Amazon has filed for a patent for towers that would serve as multi-level fulfillment centers for its delivery drones. The facilities would be built vertically to blend in with city high-rises and include a self-service area where customers can pick up items. Walmart, taking a different approach, has been granted a patent for a system in which drones would shuttle products between different departments inside its stores.

While two major hurdles remain for companies planning on drone deliveries – they must stay in sight of an operator and can’t be flown over people – it’s clearly the next frontier in an industry shifting toward automation and instant delivery.

Follow & Utilize Micro-Influencers
Instead of celebrity endorsements, brands are opting to work with micro-influencers – individuals who work in a specific category or are seen as a trusted source. Brands are partnering with micro-influencers who spread desired messages to their dedicated followings – who are, of course, the brands’ desired audiences – on social media platforms. North Face, Hubspot and Rolex all leverage influencers to connect with new audiences and improve engagement with existing customers.

A study from the Wharton School and Keller Fay Group found that 82% of consumers surveyed reported that they were highly likely to follow a recommendation made by a micro-influencer. These influencers have up to 22.2 times more conversations each week regarding recommendations on what to buy versus an average consumer. The study says 94% of consumers surveyed believe micro-influencers are more credible and knowledgeable than average people. In terms of who’s better at explaining how the product works, 92% of responders voted for micro-influencers.

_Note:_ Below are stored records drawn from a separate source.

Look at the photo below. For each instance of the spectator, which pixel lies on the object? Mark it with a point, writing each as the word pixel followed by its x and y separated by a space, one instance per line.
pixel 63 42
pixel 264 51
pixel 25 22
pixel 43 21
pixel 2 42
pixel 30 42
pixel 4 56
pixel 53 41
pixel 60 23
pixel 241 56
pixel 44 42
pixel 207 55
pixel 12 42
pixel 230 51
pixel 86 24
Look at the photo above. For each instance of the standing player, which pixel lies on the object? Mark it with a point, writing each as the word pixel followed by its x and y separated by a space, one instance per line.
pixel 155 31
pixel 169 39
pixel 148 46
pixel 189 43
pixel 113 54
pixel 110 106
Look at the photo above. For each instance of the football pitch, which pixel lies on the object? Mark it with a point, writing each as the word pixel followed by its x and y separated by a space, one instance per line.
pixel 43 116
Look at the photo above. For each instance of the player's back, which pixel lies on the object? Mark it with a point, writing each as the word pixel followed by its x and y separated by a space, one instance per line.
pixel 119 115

With a total audience size of between 1,000 and 100,000 followers, micro-influencers are four times more likely to get a comment on a post than are macro-influencers (who usually have 10 million followers or more), according to marketing agency Makerly. Brands can capitalize on this intimate connection already established between influencer and consumer, saving time, effort and money in the process.

Step Up Social Video Marketing
Facebook has been the bellwether for marketers, leading the rush toward investments in VR and video advertising. It’s no surprise, as nearly all of the company’s revenue comes from advertising, and marketers salivate over the platform’s 1 billion daily active users. Social video ad spending is expected to double this year to $4 billion, according to marketing consulting firm Magna, accounting for one-third of all U.S. digital ad spending in 2017. Next year, mobile video ad spend will grow 49% to roughly $18 billion, Recode reported.

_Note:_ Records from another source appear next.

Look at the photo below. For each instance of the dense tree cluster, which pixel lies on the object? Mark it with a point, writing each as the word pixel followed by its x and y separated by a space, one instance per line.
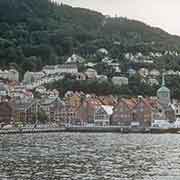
pixel 38 32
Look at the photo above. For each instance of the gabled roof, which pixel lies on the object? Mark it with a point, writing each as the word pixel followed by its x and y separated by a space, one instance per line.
pixel 108 109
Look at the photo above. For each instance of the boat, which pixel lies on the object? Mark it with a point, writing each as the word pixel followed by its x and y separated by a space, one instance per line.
pixel 165 126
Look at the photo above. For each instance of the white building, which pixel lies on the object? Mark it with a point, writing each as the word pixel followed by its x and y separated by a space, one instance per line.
pixel 102 115
pixel 64 68
pixel 67 68
pixel 75 59
pixel 28 78
pixel 49 69
pixel 131 72
pixel 102 78
pixel 91 73
pixel 152 82
pixel 13 75
pixel 4 91
pixel 143 72
pixel 176 105
pixel 117 80
pixel 4 74
pixel 154 73
pixel 103 51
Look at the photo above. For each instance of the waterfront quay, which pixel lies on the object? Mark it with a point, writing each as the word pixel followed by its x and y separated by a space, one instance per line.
pixel 97 129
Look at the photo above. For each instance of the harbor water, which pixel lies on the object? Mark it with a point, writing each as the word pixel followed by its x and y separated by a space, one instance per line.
pixel 90 156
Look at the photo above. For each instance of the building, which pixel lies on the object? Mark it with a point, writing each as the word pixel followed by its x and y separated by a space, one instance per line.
pixel 154 73
pixel 49 69
pixel 28 78
pixel 73 99
pixel 122 112
pixel 13 75
pixel 102 115
pixel 47 102
pixel 176 105
pixel 143 72
pixel 131 72
pixel 67 68
pixel 75 59
pixel 117 80
pixel 103 51
pixel 163 94
pixel 152 82
pixel 6 113
pixel 26 112
pixel 4 91
pixel 164 98
pixel 91 73
pixel 142 113
pixel 3 74
pixel 87 109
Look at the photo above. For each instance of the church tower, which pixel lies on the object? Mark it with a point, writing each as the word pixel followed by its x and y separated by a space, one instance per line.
pixel 163 93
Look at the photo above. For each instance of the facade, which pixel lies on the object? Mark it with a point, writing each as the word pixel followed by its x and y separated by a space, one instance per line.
pixel 120 80
pixel 142 113
pixel 28 78
pixel 87 109
pixel 153 81
pixel 154 73
pixel 91 73
pixel 25 112
pixel 122 113
pixel 163 94
pixel 143 72
pixel 102 115
pixel 13 75
pixel 4 74
pixel 6 113
pixel 47 103
pixel 75 59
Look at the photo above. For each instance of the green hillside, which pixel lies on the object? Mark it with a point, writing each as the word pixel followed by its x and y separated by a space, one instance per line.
pixel 38 32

In an effort to attract more ads, Facebook is looking to buy original content for 2018, The Wall Street Journal has said. That’s a golden opportunity for suppliers and distributors to create not only ads of their own, but also product tutorials, business tips and other types of video that Facebook could purchase and present.

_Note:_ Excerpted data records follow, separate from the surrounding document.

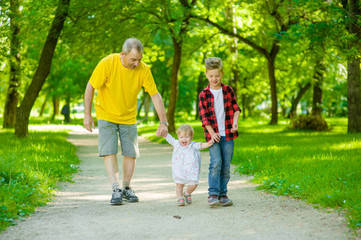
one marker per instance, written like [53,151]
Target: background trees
[282,57]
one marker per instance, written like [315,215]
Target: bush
[309,122]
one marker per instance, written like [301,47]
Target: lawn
[321,168]
[30,170]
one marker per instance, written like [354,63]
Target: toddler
[186,161]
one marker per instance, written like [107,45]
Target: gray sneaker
[213,201]
[116,197]
[225,201]
[129,195]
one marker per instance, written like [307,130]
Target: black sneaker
[129,195]
[116,197]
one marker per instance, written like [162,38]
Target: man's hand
[88,122]
[162,130]
[234,127]
[216,137]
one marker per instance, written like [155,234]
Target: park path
[81,210]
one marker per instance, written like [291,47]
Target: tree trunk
[43,70]
[272,78]
[353,71]
[56,104]
[200,86]
[174,84]
[244,99]
[230,24]
[303,90]
[43,106]
[317,88]
[12,95]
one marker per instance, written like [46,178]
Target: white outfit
[219,110]
[186,161]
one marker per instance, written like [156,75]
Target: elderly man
[118,78]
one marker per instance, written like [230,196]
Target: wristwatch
[166,123]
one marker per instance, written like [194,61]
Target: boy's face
[215,78]
[184,138]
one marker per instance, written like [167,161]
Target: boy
[219,113]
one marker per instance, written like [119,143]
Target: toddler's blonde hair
[185,128]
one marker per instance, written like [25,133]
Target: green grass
[322,168]
[30,170]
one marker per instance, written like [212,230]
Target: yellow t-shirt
[118,88]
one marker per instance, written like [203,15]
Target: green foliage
[322,168]
[310,122]
[30,170]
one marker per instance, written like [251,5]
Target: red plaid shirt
[208,116]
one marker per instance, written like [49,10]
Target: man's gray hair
[131,43]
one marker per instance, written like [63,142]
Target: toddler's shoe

Additionally, companies should focus on streaming live video, which Facebook says people watch three times longer than prerecorded video. It’s an effective strategy for driving engagement as Facebook Live videos fuel comments at over 10 times the rate of non-live video. Business leaders have already caught on to the trend: in June, company Facebook pages streamed nearly 200 live videos, six times more than the number of videos posted from company pages in January.

Comply With the General Data Protection Regulation
Starting May 25, 2018, the General Data Protection Regulation goes into effect. It’s a combined measure by the European government and authorities to strengthen data protection across the European Union. The legislation will unify data privacy laws across the continent and extend the scope of the regulation to all foreign companies processing data of EU residents. With 27% of suppliers currently operating in the European market, it’s crucial for North American industry companies to adhere to the regulation. If they don’t, they’ll face a maximum fine of €20 million or 4% of their annual global revenue.